Upon his return to Nashville, one of the songs ERNEST had written while still in college, “Blacked Out,” led to his first music publishing deal. And his hyper-creative personality ultimately led to a recording deal with Big Loud, who encouraged him to find his artistic path over the last several years.  

On another trip to the islands with Florida Georgia Line’s Brian Kelley, ERNEST co-wrote an FGL ballad, “Blessings,” plus his own “Locals Only” and “Coolin’ (The Island Interlude),” setting an initial direction as his widespread influences came into focus.

That newly found cohesion is on display in Locals Only.

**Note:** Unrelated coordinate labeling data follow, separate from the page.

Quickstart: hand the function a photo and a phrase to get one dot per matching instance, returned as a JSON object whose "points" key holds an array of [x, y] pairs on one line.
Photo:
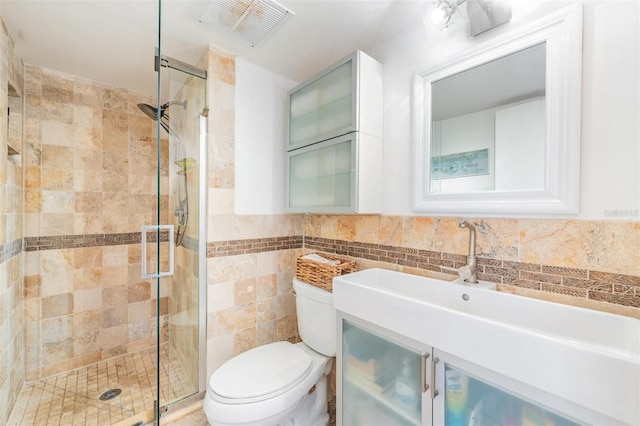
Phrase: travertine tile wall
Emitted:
{"points": [[183, 294], [592, 264], [251, 259], [90, 183], [11, 185]]}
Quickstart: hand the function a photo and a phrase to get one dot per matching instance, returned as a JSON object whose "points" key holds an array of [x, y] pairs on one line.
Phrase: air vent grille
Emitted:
{"points": [[250, 20]]}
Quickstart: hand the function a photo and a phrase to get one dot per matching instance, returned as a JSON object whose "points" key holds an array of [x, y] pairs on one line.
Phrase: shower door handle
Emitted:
{"points": [[159, 273]]}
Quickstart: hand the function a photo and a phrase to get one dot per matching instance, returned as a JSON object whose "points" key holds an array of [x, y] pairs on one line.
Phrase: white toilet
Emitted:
{"points": [[280, 383]]}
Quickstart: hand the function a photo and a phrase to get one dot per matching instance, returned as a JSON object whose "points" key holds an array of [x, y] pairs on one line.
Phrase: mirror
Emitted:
{"points": [[498, 128]]}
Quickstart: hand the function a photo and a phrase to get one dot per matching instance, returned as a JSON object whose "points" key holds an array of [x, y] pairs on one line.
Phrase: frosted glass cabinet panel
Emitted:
{"points": [[340, 175], [343, 98], [381, 379], [472, 401], [323, 106], [322, 175]]}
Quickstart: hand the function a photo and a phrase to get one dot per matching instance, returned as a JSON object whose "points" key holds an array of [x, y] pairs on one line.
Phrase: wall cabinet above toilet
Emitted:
{"points": [[345, 97], [334, 152]]}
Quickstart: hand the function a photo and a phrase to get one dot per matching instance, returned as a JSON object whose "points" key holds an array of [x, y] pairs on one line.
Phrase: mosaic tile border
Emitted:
{"points": [[600, 286], [594, 285], [90, 240], [256, 245], [10, 249]]}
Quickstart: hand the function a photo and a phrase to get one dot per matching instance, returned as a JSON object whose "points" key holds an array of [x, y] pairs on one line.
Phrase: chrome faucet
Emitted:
{"points": [[469, 272]]}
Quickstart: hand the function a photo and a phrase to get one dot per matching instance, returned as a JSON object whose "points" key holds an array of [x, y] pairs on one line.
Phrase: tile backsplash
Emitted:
{"points": [[593, 264]]}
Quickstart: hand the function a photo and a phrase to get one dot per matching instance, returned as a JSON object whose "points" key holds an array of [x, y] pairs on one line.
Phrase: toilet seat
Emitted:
{"points": [[261, 373]]}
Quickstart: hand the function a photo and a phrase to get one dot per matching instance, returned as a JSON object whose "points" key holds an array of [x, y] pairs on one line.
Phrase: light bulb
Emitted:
{"points": [[441, 14]]}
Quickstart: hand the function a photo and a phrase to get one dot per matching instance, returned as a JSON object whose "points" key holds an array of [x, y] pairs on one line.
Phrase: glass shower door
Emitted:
{"points": [[181, 336], [180, 310]]}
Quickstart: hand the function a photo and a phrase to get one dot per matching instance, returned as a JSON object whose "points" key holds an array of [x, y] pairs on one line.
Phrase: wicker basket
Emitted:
{"points": [[320, 274]]}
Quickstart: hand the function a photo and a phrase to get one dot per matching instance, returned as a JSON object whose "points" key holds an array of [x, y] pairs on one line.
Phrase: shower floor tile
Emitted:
{"points": [[72, 398]]}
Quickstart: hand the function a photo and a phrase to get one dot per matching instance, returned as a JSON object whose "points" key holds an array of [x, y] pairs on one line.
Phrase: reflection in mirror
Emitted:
{"points": [[497, 127], [488, 125]]}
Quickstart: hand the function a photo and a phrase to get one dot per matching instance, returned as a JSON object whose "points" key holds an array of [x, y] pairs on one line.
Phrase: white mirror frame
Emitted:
{"points": [[562, 33]]}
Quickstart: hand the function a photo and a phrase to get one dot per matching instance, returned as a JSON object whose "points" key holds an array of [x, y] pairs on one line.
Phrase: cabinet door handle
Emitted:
{"points": [[423, 373], [434, 392]]}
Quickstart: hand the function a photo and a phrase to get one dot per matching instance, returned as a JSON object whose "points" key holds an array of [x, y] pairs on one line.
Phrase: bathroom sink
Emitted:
{"points": [[584, 356]]}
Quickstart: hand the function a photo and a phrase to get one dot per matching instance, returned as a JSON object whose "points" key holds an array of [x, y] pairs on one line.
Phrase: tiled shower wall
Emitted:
{"points": [[11, 313], [90, 183]]}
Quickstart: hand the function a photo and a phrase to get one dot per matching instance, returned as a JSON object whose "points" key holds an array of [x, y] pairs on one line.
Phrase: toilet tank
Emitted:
{"points": [[316, 317]]}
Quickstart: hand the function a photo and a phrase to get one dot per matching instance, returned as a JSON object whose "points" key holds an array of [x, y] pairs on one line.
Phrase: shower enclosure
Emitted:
{"points": [[181, 119], [115, 247]]}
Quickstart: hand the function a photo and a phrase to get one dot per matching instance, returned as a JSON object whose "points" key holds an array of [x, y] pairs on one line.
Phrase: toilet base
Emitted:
{"points": [[312, 410]]}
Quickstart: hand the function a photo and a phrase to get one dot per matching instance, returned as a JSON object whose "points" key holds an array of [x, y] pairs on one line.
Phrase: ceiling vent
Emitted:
{"points": [[250, 20]]}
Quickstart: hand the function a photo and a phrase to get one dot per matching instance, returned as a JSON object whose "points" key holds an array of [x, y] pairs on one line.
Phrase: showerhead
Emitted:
{"points": [[149, 111], [152, 113]]}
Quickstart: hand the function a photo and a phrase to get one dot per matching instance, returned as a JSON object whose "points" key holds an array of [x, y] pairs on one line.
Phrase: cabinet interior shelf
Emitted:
{"points": [[386, 399]]}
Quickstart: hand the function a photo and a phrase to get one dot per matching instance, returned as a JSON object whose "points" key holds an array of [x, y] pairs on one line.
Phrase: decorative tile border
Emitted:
{"points": [[256, 245], [600, 286], [91, 240], [594, 285], [10, 249]]}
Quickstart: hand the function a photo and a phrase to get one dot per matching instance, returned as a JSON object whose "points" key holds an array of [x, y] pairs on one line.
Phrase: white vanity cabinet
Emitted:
{"points": [[388, 379], [345, 97], [334, 151], [380, 378]]}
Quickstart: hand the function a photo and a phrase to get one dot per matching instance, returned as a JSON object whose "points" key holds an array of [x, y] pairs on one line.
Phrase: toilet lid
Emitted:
{"points": [[261, 371]]}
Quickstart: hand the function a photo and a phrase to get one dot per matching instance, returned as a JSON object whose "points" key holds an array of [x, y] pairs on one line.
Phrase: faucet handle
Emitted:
{"points": [[465, 272]]}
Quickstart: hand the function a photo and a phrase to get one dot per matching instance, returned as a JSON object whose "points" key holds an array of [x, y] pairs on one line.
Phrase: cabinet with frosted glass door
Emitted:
{"points": [[344, 97], [340, 175]]}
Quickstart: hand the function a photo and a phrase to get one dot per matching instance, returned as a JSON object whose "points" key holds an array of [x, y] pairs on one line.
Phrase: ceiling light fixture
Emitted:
{"points": [[482, 15]]}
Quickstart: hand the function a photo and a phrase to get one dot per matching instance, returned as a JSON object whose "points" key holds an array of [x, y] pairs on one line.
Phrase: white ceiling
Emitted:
{"points": [[113, 41]]}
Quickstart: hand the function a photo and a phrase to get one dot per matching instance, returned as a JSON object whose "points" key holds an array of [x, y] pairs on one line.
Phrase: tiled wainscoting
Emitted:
{"points": [[73, 398], [581, 283]]}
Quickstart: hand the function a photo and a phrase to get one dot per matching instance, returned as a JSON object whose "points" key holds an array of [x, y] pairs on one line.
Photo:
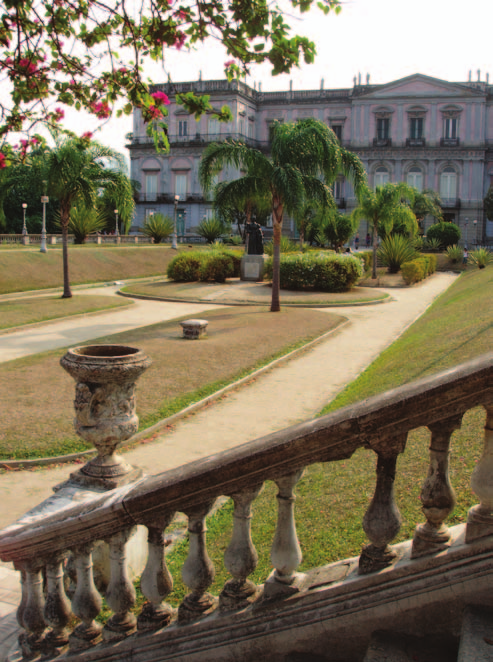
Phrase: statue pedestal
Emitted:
{"points": [[252, 267]]}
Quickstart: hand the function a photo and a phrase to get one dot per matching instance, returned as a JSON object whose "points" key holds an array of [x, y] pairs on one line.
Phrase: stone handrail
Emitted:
{"points": [[380, 423]]}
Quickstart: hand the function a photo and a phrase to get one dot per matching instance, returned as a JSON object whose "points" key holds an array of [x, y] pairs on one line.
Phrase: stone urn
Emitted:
{"points": [[104, 405]]}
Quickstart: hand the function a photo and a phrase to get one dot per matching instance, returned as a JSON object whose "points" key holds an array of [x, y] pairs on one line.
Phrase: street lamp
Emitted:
{"points": [[44, 200], [24, 229], [173, 243]]}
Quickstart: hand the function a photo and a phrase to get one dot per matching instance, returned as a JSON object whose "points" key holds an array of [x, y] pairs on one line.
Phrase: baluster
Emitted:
{"points": [[382, 520], [86, 602], [437, 495], [286, 551], [121, 592], [156, 581], [57, 611], [480, 517], [241, 556], [31, 641], [197, 571]]}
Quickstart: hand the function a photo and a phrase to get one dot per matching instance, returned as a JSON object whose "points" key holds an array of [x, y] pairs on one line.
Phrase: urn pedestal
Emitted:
{"points": [[104, 405]]}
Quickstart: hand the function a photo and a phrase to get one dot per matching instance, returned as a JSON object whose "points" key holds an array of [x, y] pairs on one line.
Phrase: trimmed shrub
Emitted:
{"points": [[185, 266], [420, 268], [216, 266], [317, 271], [454, 254], [447, 234], [394, 251], [287, 246]]}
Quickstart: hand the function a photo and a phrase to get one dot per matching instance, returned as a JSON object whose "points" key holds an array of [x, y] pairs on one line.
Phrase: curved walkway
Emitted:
{"points": [[284, 396]]}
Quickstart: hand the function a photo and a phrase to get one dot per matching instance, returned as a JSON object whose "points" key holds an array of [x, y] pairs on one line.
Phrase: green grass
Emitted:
{"points": [[332, 498], [28, 311], [38, 393], [21, 271]]}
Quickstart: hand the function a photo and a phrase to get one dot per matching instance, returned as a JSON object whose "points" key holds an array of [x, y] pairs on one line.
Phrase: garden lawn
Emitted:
{"points": [[38, 394], [250, 293], [332, 498], [31, 270], [40, 309]]}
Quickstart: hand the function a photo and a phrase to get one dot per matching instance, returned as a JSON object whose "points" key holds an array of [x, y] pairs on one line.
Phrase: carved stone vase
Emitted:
{"points": [[104, 405]]}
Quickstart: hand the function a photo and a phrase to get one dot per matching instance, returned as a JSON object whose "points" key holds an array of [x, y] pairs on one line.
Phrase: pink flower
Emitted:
{"points": [[160, 98]]}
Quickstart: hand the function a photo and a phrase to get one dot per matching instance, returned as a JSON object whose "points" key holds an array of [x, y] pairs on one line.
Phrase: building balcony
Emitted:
{"points": [[450, 203], [382, 142], [449, 142]]}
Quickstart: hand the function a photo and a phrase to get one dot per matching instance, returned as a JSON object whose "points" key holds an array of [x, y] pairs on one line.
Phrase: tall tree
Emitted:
{"points": [[382, 208], [75, 171], [305, 158], [92, 55]]}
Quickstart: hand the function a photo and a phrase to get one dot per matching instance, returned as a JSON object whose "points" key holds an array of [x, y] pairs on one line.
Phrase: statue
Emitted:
{"points": [[255, 238]]}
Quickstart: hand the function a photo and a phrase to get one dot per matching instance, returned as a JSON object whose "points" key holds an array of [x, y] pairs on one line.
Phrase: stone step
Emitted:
{"points": [[476, 642], [394, 647]]}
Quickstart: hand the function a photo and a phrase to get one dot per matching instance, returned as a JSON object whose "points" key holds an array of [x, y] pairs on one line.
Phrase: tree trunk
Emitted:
{"points": [[66, 282], [275, 306], [375, 246]]}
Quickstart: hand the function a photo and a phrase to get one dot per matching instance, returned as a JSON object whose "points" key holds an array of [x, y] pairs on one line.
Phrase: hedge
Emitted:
{"points": [[317, 271], [418, 269], [216, 264]]}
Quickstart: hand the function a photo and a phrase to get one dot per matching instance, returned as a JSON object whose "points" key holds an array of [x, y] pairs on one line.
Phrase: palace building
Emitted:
{"points": [[428, 132]]}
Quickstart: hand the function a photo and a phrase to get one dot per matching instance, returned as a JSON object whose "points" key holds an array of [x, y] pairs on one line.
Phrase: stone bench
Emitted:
{"points": [[193, 329]]}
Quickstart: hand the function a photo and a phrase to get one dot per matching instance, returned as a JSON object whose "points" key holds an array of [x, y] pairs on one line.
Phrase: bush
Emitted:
{"points": [[185, 266], [317, 271], [419, 268], [480, 257], [287, 246], [215, 264], [394, 251], [158, 227], [447, 234], [211, 229], [454, 253]]}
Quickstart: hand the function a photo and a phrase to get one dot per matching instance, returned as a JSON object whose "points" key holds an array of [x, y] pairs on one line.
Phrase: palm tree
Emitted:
{"points": [[303, 154], [382, 208], [75, 171]]}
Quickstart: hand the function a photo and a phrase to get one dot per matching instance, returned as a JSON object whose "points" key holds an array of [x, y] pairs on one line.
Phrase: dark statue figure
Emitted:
{"points": [[255, 238]]}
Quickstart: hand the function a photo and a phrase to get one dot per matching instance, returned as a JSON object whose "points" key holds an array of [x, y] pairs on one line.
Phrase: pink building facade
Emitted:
{"points": [[428, 132]]}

ERNEST now takes on a relaxed artistic demeanor, celebrating Delaney in the easy-going “Keep You Close,” slipping laidback Jazz guitars into “Insane” and venturing into breezy Tropical Cowboy territory in “Sugar.” 

Locals Only emanates from the islands, because it’s the place where ERNEST’s happenstance life – the adoption, the anger, the heart attack and the reinvention – all found a peaceful, logical purpose. Everything that came before was merely a prelude to this new starting point for his creative journey, one that might begin in Paradise but could lead him just about anywhere.

“I make music,” he says, “for beaches, boats, backyards, bedrooms and bars.”